Last week, it was announced that The Bank of Tokyo-Mitsubishi UFJ (BTMU) entered into a strategic partnership with Security Banking Corporation. The large and respected Japanese bank will invest about P37 billion for a 20 percent stake in Security Bank by way of newly issued primary shares. This means the entire P37 billion will go to Security Bank’s capital resource, improving its resiliency and capital adequacy.
With its investment, BTMU gains two seats in the Security Bank board. The Dy family, however, remains the biggest shareholder in the local bank.
With the new investment, Security Bank begins expanding a comprehensive financial services platform to take advantage of opportunities in a rapidly expanding economy. This platform will enable the bank to grow its branch network by between 500 and 600 new branches before 2020. It will also support existing retail banking initiatives, increase SME penetration and grow its low-cost funding base.
This is significant, considering that only a third of the Philippine population has access to banking and financial services.
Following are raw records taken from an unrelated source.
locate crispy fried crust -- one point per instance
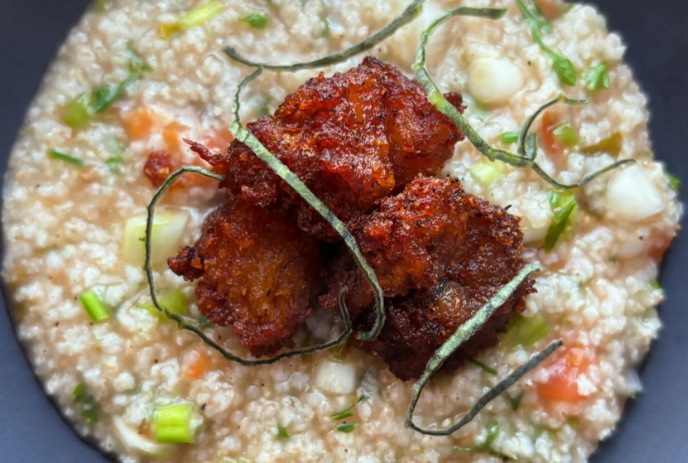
(353, 139)
(257, 273)
(440, 254)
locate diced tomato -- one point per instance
(563, 375)
(199, 364)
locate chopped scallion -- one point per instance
(257, 20)
(565, 134)
(87, 405)
(78, 113)
(484, 367)
(564, 205)
(486, 174)
(94, 306)
(173, 424)
(509, 137)
(194, 18)
(347, 427)
(561, 65)
(597, 78)
(60, 156)
(282, 433)
(673, 181)
(347, 412)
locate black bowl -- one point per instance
(654, 426)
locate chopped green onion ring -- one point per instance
(408, 15)
(60, 156)
(192, 325)
(94, 306)
(347, 412)
(527, 142)
(246, 137)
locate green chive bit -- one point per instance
(597, 78)
(482, 366)
(87, 405)
(282, 433)
(565, 134)
(94, 306)
(60, 156)
(257, 20)
(673, 181)
(347, 427)
(78, 113)
(201, 15)
(509, 137)
(347, 412)
(564, 205)
(173, 424)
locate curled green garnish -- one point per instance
(463, 334)
(192, 325)
(527, 142)
(561, 65)
(408, 15)
(246, 137)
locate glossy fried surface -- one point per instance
(440, 254)
(256, 271)
(353, 139)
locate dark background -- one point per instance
(655, 426)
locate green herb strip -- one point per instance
(256, 20)
(527, 142)
(347, 427)
(561, 65)
(462, 334)
(190, 324)
(60, 156)
(408, 15)
(246, 137)
(482, 366)
(347, 412)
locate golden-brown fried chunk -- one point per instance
(257, 272)
(440, 254)
(353, 139)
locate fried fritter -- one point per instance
(440, 254)
(256, 271)
(353, 138)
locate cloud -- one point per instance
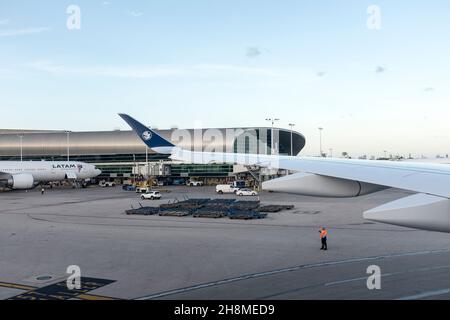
(23, 32)
(253, 52)
(199, 70)
(380, 69)
(136, 14)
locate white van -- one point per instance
(226, 188)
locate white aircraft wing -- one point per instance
(433, 179)
(429, 210)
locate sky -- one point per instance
(374, 74)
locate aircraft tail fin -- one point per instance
(152, 139)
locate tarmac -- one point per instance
(154, 257)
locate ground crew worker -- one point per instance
(323, 238)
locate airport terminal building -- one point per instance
(121, 155)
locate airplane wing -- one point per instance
(429, 209)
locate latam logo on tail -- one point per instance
(147, 135)
(68, 166)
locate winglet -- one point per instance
(152, 139)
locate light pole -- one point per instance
(320, 137)
(272, 120)
(146, 161)
(21, 147)
(292, 125)
(68, 145)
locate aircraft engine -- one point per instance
(320, 186)
(21, 181)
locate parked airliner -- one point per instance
(428, 208)
(18, 175)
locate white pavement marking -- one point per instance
(268, 273)
(424, 295)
There is much headroom for bank expansion, especially in what is called the “middle market” of retail banking and SME partnership.
Even before the entry of BTMU, Security Bank distinguished itself with its state of the art information technology systems designed for the convenience of bank clients. The new investment will allow the local bank to improve further on those IT systems and provide clients highly differentiated financial services.
This strategic partnership between Security Bank and the Japanese financial giant can only be good news to banking clients who look forward to highly responsive financial services. In this highly mobile technological environment, depositors and borrowers want to be closely in touch with their respective banks using mobile technologies. Security Bank wants to be the leader in this regard.
Surely this will not be the last strategic partnership between Filipino banks and large foreign financial institutions. The deal between Security Bank and BTMU sets the model for other similar partnerships to happen.
Our economic growth cannot be sustained unless a critical mass of our working population has access to financial services. Such access will enhance both broad-based investment in the financial market as well as more analytical consumer behavior.
A domestic economy where the majority of the working population has no access to banks and modern financial services in untenable.